To identify the main idea, first identify the topic, or the subject matter of a passage. The main idea is what the author wants to say about that topic.
Consider a political election. A candidate is running for office and plans to deliver a speech asserting her position on tax reform, which is that taxes should be lowered. She will support her position by explaining how lowering taxes will benefit the public. The topic of the speech is tax reform, and the main idea is that taxes should be lowered.
Other candidates may have different perspectives on the same topic. They may think higher taxes are necessary or current taxes are adequate. Their speeches, while on the same topic (tax reform), would probably have different main ideas supported by different examples and evidence.
The topic, and sometimes the main idea of a paragraph, is introduced in the topic sentence.
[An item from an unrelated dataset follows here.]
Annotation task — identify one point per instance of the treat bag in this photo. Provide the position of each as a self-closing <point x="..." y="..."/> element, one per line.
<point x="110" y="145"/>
The topic sentence usually appears early in a passage.
To determine the topic, ask yourself what you’re reading about. To determine the main idea, ask yourself how the author feels about that topic.
There may also be a summary sentence at the end of a passage. As its name suggests, this sentence sums up the passage, often by restating the main idea and the author’s key evidence supporting it.
Understanding the main idea can help you summarize a passage. A summary is a very brief restatement of the most important parts of an argument or text. To build a summary, start by identifying the main idea, then add the most important details that support that main idea. A good summary will address ALL the ideas contained in the passage, not just one or two specific details.
The summary sentence of a paragraph frequently (but not always!) comes at the end of a paragraph or passage, because it wraps up all of the ideas the passage presents. This sentence gives the reader an understanding of what the author wants to say about the topic and what conclusions can be drawn about it.
An author makes their argument using supporting details, which make up most of a text passage. Supporting details can include facts and opinions. Facts are based in truth and can usually be proven. They are pieces of information that have been confirmed or validated.
An opinion is a judgment, belief, or viewpoint that is not based on evidence. Opinions are often stated in descriptive, subjective language that is difficult to define or prove. While opinions can be included in informative texts, they are often of little impact unless they are supported by some kind of evidence.
Readers should be able to differentiate between facts and opinions to more effectively analyze supporting details.
Supporting details are often introduced by signal words that explain to the reader how one sentence or idea is connected to another and hint at supporting ideas. Signal words can indicate new information, counterarguments, or conclusions.